From a first-principles perspective, space is the ideal location for data centers. It offers free, constant solar power (6x more irradiance) and free cooling via radiators facing deep space. This eliminates the two biggest terrestrial constraints and costs, making it a profound long-term shift for AI infrastructure.

Proposed solutions to satellite streaks in astronomical images, such as data sharing and dimmer paint, are insufficient to solve the problem. These fixes cannot keep pace with the exponential growth in the number of satellites planned for launch. The only viable long-term solution—launching telescopes into much higher orbits—is prohibitively complex and expensive.

Skepticism around orbital data centers mirrors early doubts about Starlink, which was initially deemed economically unfeasible. However, SpaceX drastically reduced satellite launch costs by 20x, turning a "pipe dream" into a valuable business. This precedent suggests a similar path to viability exists for space-based AI compute.

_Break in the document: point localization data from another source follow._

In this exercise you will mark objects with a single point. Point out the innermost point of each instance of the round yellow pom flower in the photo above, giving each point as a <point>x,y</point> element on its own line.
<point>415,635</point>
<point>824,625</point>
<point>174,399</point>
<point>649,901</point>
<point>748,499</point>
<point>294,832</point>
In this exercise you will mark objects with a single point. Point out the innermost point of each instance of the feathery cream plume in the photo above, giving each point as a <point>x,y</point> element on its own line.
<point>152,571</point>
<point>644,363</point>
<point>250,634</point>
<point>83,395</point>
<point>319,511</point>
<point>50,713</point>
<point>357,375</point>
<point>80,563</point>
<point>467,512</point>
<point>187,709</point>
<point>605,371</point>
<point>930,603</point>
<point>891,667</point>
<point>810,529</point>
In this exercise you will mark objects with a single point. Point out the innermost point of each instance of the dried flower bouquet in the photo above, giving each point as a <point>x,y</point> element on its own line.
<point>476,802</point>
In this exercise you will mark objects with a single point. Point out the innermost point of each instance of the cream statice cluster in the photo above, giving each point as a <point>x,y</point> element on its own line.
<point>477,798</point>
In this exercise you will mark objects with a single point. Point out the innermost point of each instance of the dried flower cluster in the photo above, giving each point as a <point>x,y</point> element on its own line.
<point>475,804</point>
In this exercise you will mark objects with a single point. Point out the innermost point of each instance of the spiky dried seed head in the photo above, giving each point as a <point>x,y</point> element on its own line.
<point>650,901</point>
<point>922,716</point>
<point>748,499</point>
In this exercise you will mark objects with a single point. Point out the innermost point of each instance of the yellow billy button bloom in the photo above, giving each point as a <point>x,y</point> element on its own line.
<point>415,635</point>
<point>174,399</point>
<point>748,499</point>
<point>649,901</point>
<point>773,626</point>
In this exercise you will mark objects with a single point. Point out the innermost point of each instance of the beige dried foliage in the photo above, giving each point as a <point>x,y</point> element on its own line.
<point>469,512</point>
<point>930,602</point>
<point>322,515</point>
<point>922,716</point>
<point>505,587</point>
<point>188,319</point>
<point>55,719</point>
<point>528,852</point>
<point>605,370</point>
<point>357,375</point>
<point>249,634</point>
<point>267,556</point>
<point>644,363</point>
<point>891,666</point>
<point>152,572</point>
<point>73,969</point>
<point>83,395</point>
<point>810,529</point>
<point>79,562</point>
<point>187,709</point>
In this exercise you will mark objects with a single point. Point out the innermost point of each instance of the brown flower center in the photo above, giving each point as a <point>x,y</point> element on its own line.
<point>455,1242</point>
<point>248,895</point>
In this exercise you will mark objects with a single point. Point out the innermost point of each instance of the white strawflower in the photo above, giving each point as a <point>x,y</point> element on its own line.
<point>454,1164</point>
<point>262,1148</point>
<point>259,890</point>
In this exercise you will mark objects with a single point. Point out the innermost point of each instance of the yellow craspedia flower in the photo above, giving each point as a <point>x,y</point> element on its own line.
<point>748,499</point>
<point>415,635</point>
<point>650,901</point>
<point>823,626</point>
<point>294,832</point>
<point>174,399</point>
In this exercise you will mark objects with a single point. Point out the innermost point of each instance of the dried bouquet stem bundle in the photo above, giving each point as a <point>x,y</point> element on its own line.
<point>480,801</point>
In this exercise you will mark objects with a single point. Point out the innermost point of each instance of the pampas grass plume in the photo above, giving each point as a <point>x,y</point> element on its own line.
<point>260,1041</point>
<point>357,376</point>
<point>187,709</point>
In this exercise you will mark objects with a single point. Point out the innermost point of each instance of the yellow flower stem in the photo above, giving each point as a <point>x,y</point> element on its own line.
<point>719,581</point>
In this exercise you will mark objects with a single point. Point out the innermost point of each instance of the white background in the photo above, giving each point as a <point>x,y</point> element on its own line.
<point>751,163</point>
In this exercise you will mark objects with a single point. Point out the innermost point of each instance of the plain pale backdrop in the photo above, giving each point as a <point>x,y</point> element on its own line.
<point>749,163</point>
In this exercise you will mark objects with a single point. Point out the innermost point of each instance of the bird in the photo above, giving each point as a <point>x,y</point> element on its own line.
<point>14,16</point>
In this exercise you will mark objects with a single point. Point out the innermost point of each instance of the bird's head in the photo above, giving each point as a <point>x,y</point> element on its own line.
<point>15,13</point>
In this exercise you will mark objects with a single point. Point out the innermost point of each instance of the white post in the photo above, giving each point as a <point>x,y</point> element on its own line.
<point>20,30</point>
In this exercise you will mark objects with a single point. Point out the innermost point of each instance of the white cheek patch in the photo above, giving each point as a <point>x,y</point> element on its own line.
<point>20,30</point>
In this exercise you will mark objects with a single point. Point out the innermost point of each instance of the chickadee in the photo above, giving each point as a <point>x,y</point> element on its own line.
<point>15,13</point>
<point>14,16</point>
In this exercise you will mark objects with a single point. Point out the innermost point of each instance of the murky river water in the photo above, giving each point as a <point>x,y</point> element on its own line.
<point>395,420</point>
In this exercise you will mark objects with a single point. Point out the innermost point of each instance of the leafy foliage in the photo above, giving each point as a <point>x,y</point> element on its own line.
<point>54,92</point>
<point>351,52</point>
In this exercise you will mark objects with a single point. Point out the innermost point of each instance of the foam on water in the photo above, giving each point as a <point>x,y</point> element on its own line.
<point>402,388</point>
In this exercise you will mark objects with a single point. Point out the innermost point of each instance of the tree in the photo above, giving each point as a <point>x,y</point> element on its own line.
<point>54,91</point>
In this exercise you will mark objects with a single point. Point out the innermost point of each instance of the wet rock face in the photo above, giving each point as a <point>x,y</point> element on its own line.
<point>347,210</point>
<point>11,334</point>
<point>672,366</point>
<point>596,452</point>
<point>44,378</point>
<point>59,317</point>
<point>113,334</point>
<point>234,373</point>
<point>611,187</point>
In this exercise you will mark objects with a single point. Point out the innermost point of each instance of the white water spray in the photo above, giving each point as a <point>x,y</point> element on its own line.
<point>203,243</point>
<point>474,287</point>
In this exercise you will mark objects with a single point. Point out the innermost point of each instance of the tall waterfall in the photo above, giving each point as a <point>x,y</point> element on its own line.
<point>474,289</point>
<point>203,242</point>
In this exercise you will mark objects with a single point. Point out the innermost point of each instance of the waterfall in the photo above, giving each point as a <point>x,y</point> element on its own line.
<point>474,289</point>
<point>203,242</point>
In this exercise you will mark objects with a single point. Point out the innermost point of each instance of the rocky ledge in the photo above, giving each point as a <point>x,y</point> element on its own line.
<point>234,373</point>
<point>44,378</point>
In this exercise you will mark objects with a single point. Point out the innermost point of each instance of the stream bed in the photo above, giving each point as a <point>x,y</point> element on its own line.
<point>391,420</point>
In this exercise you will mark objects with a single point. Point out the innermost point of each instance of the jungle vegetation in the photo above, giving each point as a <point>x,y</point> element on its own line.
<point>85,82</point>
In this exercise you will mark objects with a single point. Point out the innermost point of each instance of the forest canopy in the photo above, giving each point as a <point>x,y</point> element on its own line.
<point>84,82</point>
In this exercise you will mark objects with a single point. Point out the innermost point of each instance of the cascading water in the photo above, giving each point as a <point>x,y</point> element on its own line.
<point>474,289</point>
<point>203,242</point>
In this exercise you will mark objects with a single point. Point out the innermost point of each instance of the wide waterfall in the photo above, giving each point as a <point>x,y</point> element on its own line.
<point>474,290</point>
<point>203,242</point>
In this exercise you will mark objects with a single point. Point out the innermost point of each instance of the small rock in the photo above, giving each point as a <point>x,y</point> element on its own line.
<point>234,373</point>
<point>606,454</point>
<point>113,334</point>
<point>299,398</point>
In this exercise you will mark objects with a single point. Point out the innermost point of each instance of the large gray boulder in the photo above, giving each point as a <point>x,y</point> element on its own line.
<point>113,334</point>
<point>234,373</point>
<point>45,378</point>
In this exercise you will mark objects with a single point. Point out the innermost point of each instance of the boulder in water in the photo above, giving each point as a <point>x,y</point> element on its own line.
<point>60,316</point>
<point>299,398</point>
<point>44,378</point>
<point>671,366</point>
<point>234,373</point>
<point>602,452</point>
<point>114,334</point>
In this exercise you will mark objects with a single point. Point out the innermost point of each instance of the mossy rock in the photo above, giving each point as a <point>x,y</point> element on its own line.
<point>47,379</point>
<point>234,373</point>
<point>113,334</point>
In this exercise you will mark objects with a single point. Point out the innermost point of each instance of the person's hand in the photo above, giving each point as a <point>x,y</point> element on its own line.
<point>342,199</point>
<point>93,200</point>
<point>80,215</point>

The two largest physical costs for AI data centers—power and cooling—are essentially free and unlimited in space. A satellite can receive constant, intense solar power without needing batteries and use the near-absolute zero of space for cost-free cooling. This fundamentally changes the economic and physical limits of large-scale computation.

The company initially explored space-based solar but realized beaming power to Earth is highly inefficient. Since most new energy powers data centers anyway, they pivoted to moving the data centers to the power source in space, eliminating the massive energy loss from transmission.

Space telescopes were designed to overcome atmospheric distortion, but they are now threatened by the explosive growth of satellite mega-constellations like Starlink. The light pollution from tens of thousands of low-orbit objects is beginning to contaminate a majority of images, undermining the effectiveness of humanity's most advanced astronomical tools.

The astronomical power and cooling needs of AI are pushing major players like SpaceX, Amazon, and Google toward space-based data centers. These leverage constant, intense solar power and near-absolute zero temperatures for cooling, solving the biggest physical limitations of scaling AI on Earth.

Counterintuitively, space's vacuum acts as a powerful insulator (like a thermos), preventing heat dissipation through convection. This forces reliance on less efficient infrared radiation. The engineering challenge is maximizing this radiation, not leveraging the coldness of space.